# The AI-maturity model

An AI-ready dataset is a collection of biomedical data specifically prepared so that both humans and K-Pro can seamlessly use it for analytics, model training and research. To establish a systematic way of assessing the value of a dataset, Owkin has introduced an AI-Readiness Maturity Model on a 6-level scale for its own datasets:

* **Level 0 - Uncontrolled data:** Data lacks governance, compliance, or minimal metadata for cataloging.
* **Level 1 - Storage & Legal compliance:** Raw data with minimal metadata; stored securely, ISO 27001 compliant, license & IRB in place.
* **Level 2 – Discoverability:** Data dictionary, schema, programmatic metadata access, and version history available.

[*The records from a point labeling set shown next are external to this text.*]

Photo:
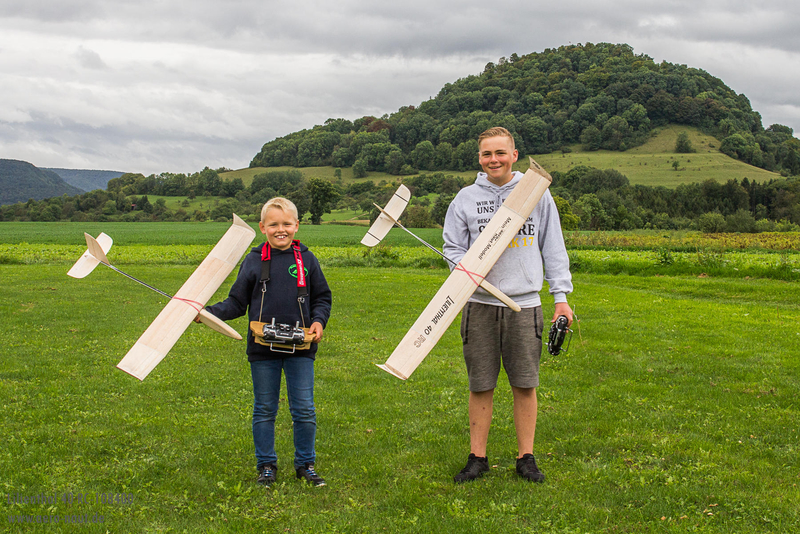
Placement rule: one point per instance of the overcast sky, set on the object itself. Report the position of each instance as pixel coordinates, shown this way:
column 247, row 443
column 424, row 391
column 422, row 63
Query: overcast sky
column 157, row 85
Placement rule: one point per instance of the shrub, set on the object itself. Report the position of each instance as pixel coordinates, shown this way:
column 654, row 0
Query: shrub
column 711, row 223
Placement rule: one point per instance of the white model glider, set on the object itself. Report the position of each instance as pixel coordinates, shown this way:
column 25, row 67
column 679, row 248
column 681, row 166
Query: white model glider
column 469, row 273
column 388, row 217
column 185, row 305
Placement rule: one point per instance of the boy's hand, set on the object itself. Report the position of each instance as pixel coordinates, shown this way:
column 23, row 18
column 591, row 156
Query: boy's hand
column 316, row 329
column 562, row 308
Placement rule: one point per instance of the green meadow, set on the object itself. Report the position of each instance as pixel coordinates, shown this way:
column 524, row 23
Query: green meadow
column 675, row 409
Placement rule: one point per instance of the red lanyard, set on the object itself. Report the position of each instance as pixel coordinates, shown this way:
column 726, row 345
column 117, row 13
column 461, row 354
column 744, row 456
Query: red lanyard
column 266, row 256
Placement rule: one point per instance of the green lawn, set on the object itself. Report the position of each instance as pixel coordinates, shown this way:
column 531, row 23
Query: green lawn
column 675, row 410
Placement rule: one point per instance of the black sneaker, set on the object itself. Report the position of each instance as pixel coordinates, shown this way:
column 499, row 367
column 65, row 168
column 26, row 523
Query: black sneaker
column 308, row 472
column 267, row 474
column 476, row 467
column 527, row 468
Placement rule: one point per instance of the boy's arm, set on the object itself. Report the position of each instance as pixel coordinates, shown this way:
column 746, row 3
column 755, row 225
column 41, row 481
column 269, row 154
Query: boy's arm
column 321, row 297
column 456, row 235
column 554, row 252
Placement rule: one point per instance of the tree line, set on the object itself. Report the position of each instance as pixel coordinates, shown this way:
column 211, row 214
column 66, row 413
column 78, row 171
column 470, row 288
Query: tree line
column 587, row 198
column 603, row 96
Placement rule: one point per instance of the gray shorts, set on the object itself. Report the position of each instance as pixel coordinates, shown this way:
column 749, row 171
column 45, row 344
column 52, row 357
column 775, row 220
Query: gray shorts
column 494, row 333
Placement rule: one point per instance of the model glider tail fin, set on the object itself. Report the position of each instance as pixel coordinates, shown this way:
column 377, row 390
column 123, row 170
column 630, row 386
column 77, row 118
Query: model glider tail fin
column 94, row 255
column 385, row 221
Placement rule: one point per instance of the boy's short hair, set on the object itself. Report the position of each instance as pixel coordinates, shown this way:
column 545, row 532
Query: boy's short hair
column 280, row 203
column 497, row 131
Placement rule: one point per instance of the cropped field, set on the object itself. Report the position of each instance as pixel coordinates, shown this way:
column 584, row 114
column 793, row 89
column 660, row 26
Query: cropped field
column 676, row 408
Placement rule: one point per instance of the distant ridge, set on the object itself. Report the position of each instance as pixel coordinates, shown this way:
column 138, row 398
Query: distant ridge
column 88, row 180
column 20, row 181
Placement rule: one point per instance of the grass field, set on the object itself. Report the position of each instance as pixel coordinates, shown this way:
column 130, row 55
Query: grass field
column 649, row 164
column 676, row 409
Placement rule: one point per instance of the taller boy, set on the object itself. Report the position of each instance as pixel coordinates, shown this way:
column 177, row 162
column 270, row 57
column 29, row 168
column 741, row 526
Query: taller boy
column 492, row 333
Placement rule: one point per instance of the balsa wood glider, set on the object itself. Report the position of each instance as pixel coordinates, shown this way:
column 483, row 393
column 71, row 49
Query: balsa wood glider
column 469, row 273
column 185, row 305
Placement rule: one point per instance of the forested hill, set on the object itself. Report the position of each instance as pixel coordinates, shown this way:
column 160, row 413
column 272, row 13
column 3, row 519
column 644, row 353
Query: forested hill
column 88, row 180
column 603, row 96
column 20, row 181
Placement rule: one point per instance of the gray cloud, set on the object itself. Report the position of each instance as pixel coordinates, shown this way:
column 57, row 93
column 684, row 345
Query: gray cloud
column 174, row 86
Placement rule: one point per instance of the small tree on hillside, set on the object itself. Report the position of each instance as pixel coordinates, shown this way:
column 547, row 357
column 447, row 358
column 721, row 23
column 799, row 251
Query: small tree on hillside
column 323, row 195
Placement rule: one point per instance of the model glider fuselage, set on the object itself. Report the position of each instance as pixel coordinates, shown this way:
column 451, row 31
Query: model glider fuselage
column 465, row 278
column 185, row 305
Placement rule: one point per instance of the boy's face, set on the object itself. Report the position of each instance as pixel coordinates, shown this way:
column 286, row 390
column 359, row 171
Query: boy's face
column 279, row 227
column 496, row 156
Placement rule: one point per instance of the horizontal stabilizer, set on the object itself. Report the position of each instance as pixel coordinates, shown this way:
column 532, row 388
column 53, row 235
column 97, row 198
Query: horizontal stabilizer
column 95, row 253
column 385, row 221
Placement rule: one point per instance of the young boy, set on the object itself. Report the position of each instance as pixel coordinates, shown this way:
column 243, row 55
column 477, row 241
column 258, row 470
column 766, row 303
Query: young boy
column 491, row 332
column 276, row 292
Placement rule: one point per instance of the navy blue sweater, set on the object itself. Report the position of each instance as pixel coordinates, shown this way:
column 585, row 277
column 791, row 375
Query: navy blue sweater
column 280, row 299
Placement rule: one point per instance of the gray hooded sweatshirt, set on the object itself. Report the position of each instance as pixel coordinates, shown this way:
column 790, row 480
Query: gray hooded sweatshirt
column 535, row 254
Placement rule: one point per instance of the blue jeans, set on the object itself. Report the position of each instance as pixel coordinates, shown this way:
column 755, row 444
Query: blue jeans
column 299, row 373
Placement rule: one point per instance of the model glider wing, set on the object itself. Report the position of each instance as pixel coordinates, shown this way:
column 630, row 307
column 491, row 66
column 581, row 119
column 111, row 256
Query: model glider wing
column 386, row 219
column 95, row 253
column 181, row 310
column 468, row 274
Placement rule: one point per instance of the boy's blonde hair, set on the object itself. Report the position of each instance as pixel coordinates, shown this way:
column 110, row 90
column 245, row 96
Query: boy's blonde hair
column 279, row 203
column 497, row 131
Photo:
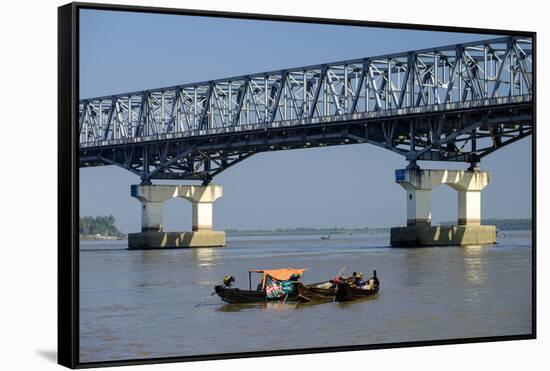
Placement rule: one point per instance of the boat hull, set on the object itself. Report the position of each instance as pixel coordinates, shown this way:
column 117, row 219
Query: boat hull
column 316, row 294
column 235, row 295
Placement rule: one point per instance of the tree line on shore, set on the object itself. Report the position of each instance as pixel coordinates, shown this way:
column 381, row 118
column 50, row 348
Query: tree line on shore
column 103, row 225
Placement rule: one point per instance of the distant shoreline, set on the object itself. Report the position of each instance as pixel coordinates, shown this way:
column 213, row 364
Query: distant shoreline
column 99, row 237
column 501, row 224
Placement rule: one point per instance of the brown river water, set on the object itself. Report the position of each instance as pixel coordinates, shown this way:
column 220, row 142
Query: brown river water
column 143, row 304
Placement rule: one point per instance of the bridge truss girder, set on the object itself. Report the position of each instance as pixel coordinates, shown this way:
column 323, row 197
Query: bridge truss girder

* **Level 3 – Exploration:** Quality checks documented, summary tables provided, with manifest/ReadMe for dataset exploration.
* **Level 4 – Interoperability:** Standard formats, cross-modality links, automated QC, and full data lineage.

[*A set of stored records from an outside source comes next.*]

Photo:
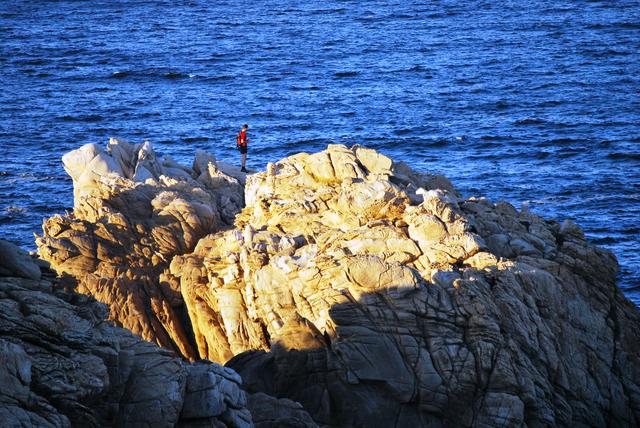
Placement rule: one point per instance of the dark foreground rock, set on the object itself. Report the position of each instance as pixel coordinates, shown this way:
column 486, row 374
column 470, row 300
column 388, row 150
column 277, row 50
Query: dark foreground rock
column 372, row 294
column 62, row 364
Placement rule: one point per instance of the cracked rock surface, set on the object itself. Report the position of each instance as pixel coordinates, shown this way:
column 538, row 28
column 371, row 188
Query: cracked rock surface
column 375, row 295
column 62, row 364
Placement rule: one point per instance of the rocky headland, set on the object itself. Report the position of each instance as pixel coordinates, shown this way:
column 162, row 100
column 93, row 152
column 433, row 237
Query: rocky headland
column 372, row 294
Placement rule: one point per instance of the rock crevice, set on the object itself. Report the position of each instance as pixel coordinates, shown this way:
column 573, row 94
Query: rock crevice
column 349, row 281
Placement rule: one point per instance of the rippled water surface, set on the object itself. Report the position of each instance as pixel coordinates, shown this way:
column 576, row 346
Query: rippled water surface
column 535, row 102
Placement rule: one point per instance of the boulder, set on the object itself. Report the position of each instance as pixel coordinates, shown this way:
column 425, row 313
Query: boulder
column 349, row 281
column 130, row 219
column 62, row 365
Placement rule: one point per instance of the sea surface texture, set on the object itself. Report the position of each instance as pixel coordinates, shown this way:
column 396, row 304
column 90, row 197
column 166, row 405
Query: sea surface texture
column 533, row 102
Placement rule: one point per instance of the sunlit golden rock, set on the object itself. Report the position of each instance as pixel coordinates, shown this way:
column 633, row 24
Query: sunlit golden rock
column 350, row 281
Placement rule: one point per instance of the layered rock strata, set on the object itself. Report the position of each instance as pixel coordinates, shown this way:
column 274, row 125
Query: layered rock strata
column 353, row 282
column 62, row 364
column 132, row 213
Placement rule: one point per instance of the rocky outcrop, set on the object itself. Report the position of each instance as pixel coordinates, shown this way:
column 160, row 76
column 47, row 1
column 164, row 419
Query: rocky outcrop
column 377, row 296
column 62, row 365
column 132, row 213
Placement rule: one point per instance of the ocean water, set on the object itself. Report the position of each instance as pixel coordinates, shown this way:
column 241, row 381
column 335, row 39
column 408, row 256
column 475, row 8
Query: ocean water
column 535, row 102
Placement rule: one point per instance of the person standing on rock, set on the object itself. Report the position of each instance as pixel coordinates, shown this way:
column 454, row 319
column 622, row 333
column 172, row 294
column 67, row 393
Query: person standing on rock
column 241, row 143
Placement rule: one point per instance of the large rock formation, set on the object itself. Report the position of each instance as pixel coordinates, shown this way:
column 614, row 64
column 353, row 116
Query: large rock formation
column 376, row 296
column 132, row 213
column 62, row 365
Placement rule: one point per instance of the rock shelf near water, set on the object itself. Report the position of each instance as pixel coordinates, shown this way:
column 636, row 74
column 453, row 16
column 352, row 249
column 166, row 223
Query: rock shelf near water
column 62, row 365
column 369, row 292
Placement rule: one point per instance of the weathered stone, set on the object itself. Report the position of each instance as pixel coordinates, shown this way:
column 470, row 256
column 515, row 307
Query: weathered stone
column 370, row 293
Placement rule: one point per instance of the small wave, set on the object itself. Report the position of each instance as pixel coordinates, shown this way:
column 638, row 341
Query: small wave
column 345, row 74
column 196, row 139
column 402, row 131
column 530, row 121
column 120, row 74
column 439, row 143
column 305, row 88
column 151, row 73
column 624, row 156
column 12, row 209
column 83, row 118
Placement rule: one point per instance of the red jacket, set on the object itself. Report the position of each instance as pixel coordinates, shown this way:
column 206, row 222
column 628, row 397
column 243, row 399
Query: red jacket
column 242, row 138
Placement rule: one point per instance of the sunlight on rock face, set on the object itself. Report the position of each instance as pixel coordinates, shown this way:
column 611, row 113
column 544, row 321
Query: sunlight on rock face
column 354, row 281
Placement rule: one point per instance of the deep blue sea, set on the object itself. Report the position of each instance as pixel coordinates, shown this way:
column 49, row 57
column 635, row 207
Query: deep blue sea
column 535, row 102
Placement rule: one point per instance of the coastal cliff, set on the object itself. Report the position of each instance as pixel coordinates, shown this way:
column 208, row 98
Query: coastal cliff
column 373, row 294
column 62, row 365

* **Level 5 – Full traceability + Optimized for AI/ML:** Optimized views, precomputed features, reproducibility (code + environment), and detailed audits.

In order for a third-party dataset to be computed by K-Pro, it has to meet some strict requirements (layout, schema, dictionary) picked amongst the ones above, and described in this document. Owkin is keen to support your journey to achieve this.